Porto, 09 jul 2023 (Ecclesia) – O presidente da Cáritas Diocesana do Porto alertou para a persistência e agravamento da crise socioeconómica em Portugal, em particular pelo aumento dos custos com a habitação.

“Vivemos numa crise social em permanência desde a pandemia”, refere Paulo Gonçalves, em entrevista à Agência ECCLESIA e Rádio Renascença, emitida e publicada este domingo.

O responsável falava a propósito da apresentação, pela Cáritas Portuguesa, da sua nova campanha, ‘Doar Com Certeza’, e os resultados do Programa ‘Vamos Inverter a Curva da Pobreza’, na última semana.

“Os problemas persistem de tal forma que a Cáritas Portuguesa resolveu prolongar esta campanha, pelo menos, até final de 2023. Efetivamente, nós não estamos a conseguir inverter a curva da pobreza”, observa.
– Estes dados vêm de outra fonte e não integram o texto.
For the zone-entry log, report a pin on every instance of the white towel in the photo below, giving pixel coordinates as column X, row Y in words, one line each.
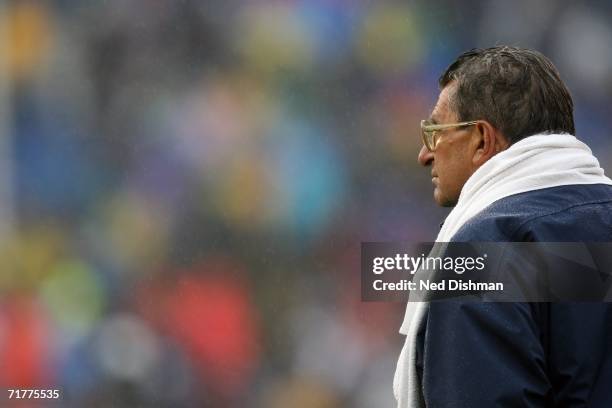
column 533, row 163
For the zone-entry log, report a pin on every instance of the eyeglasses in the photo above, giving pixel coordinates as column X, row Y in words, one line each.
column 429, row 131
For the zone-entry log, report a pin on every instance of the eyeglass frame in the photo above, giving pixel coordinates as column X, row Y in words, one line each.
column 428, row 131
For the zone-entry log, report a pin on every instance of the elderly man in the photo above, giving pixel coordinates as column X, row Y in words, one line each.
column 501, row 150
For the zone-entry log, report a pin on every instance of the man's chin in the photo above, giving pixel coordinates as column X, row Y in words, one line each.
column 442, row 200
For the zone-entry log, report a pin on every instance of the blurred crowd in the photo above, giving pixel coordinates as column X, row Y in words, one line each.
column 184, row 186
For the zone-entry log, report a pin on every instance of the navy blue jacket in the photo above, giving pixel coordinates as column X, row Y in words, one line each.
column 473, row 354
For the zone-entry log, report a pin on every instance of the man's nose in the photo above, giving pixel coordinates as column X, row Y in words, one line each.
column 425, row 156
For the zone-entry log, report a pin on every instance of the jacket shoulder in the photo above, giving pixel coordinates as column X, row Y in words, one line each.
column 564, row 213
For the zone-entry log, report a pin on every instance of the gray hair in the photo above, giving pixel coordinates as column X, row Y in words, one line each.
column 519, row 91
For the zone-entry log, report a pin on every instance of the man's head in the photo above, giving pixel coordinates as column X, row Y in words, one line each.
column 510, row 93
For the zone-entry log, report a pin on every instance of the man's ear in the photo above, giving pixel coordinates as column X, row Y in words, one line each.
column 488, row 141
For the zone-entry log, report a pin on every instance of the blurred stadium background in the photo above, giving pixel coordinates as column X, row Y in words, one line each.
column 184, row 186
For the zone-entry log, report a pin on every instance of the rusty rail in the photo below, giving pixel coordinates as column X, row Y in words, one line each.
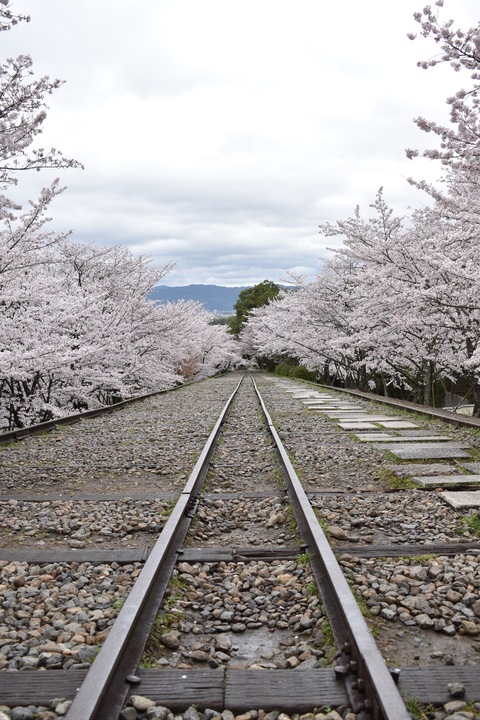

Para o presidente da Cáritas Diocesana do Porto, a habitação é o problema “mais complexo de todos”.

“O Estado tem falhado a toda a toda a linha. Como é que um jovem hoje, com os salários tão baixos existentes em Portugal ou praticados em Portugal, pode sair de casa dos pais e constituir família e, objetivamente, ter uma vida digna?”, questiona.
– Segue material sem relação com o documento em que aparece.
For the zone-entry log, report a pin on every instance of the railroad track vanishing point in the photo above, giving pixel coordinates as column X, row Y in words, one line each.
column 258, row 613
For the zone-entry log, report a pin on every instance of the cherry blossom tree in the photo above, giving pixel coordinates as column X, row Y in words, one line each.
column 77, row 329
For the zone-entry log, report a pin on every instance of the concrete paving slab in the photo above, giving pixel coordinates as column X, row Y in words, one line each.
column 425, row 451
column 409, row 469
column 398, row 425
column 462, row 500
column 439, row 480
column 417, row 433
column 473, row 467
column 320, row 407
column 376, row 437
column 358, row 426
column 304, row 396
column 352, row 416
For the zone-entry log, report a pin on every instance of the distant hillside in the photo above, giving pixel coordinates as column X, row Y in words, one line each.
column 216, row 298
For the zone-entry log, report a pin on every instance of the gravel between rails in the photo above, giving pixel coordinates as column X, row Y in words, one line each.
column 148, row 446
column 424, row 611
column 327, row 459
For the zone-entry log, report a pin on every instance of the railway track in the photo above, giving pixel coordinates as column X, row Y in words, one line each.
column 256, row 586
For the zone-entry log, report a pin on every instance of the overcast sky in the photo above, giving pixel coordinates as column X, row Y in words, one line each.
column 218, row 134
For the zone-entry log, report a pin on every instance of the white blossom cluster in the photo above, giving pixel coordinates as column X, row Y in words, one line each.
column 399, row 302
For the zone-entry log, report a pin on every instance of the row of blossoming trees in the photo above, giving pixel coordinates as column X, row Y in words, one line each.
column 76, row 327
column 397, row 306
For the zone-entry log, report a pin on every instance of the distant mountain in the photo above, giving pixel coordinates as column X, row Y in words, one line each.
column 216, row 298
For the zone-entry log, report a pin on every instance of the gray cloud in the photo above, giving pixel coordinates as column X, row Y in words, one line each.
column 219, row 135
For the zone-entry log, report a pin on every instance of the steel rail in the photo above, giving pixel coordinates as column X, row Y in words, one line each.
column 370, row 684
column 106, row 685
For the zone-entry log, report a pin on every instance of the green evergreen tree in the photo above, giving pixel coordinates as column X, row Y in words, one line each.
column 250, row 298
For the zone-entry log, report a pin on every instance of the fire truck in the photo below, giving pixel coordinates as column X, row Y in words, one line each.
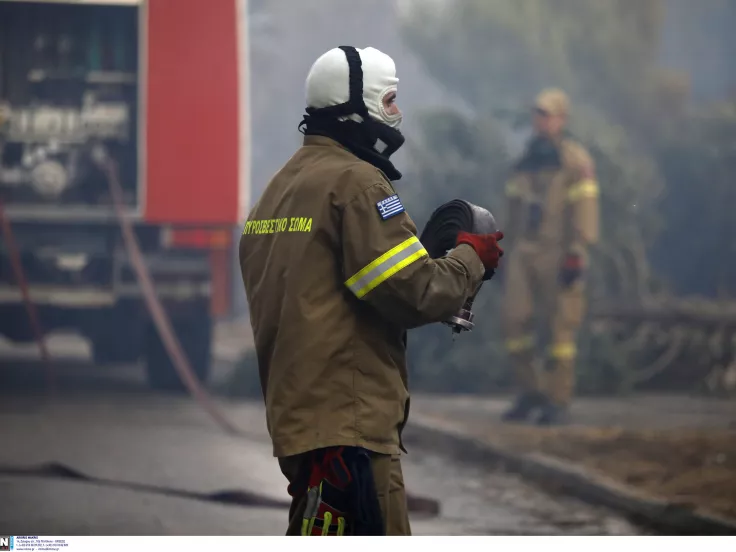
column 162, row 85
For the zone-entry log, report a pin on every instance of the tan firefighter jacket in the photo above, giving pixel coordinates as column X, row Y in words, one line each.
column 334, row 275
column 565, row 200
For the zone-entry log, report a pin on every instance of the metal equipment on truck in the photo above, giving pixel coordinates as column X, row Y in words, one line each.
column 161, row 85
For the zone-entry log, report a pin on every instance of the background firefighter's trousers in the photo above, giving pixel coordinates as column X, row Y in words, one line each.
column 389, row 482
column 533, row 292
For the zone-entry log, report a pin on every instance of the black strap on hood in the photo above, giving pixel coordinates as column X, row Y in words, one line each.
column 359, row 138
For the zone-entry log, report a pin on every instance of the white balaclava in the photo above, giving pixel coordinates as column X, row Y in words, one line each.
column 328, row 83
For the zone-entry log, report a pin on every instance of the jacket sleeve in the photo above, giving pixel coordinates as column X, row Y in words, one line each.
column 583, row 199
column 512, row 216
column 385, row 264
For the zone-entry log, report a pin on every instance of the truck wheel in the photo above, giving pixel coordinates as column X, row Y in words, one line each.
column 116, row 335
column 194, row 331
column 114, row 351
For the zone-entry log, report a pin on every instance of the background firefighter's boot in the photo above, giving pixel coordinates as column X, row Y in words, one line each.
column 523, row 407
column 553, row 415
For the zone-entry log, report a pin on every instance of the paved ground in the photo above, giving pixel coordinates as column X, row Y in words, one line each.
column 104, row 423
column 634, row 412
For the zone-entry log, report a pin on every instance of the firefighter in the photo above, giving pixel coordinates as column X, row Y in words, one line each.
column 334, row 275
column 552, row 219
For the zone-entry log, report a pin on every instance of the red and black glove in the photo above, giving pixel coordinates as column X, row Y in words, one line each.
column 487, row 248
column 571, row 269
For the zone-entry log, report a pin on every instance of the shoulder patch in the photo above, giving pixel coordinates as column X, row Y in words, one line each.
column 389, row 207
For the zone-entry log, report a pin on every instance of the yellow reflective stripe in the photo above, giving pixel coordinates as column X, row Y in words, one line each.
column 512, row 188
column 386, row 266
column 563, row 351
column 326, row 523
column 587, row 188
column 520, row 344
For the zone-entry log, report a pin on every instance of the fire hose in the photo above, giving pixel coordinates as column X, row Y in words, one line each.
column 33, row 318
column 440, row 235
column 153, row 304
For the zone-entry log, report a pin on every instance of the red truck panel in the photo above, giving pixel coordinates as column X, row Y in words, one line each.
column 192, row 100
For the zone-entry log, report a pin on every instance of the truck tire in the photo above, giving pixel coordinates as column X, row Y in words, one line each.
column 114, row 351
column 194, row 330
column 116, row 335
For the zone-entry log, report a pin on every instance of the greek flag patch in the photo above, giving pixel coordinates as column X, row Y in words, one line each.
column 389, row 207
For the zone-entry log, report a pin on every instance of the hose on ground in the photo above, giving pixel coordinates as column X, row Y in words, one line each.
column 20, row 278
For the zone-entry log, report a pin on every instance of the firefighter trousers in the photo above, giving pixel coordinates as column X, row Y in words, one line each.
column 389, row 483
column 536, row 305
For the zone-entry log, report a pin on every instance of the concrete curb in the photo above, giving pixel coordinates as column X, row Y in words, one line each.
column 571, row 479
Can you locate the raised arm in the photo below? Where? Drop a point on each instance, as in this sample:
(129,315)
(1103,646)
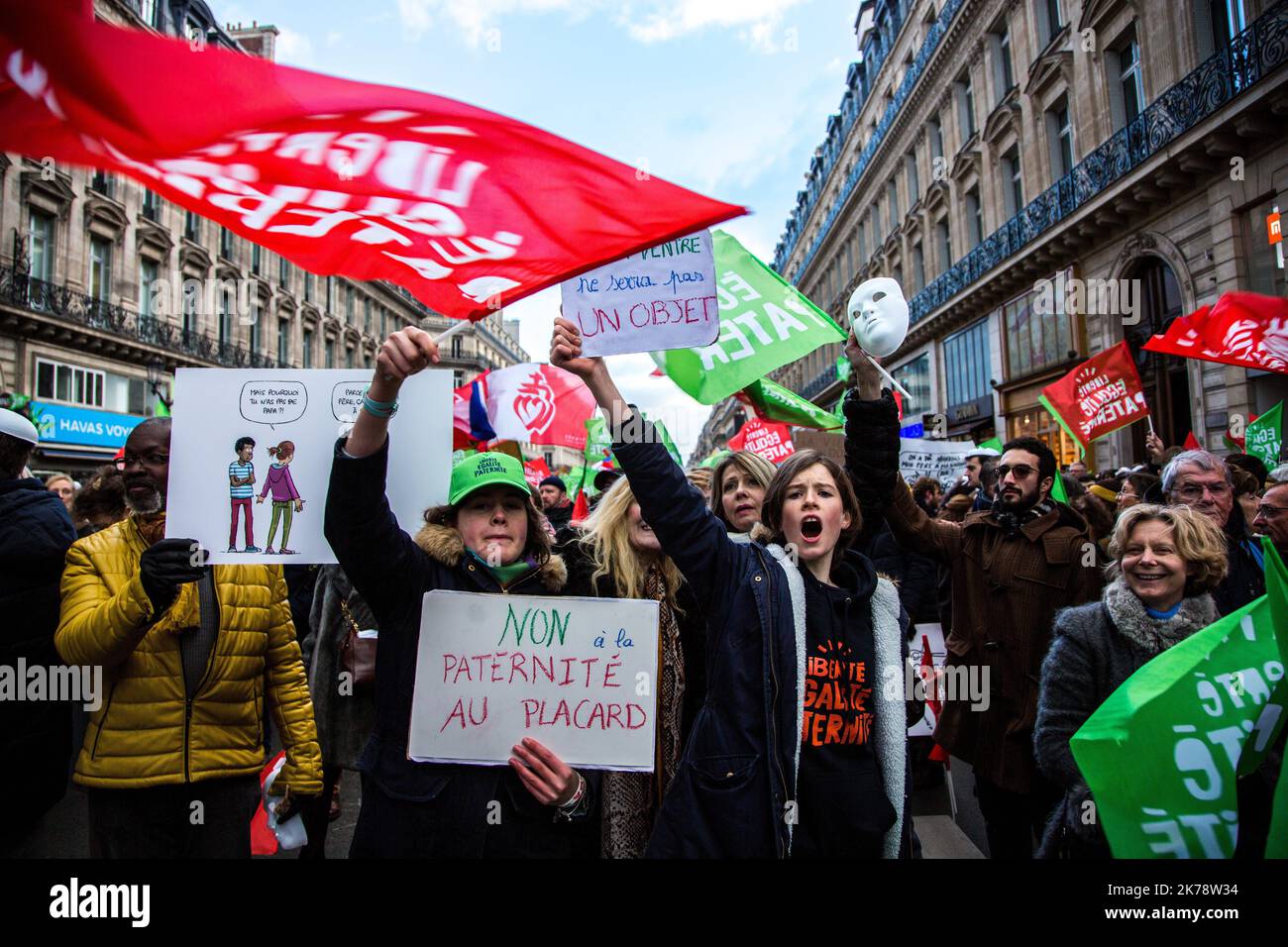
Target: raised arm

O entrevistado considera que se vive um “clima de tensão social”, de forma permanente, nos últimos anos.

“Todos os problemas que existiam têm-se vindo a acentuar: a inflação, o custo médio de vida ou a própria habitação”, aponta.

Temos famílias endividadas, grandes dificuldades do ponto de vista da habitação, e depois, naturalmente, o dinheiro não chega até ao final do mês. Temos muitas famílias que, a partir de determinada altura do mês, têm muita dificuldade em colocar pão na mesa. E é isso que nos devia preocupar a todos”.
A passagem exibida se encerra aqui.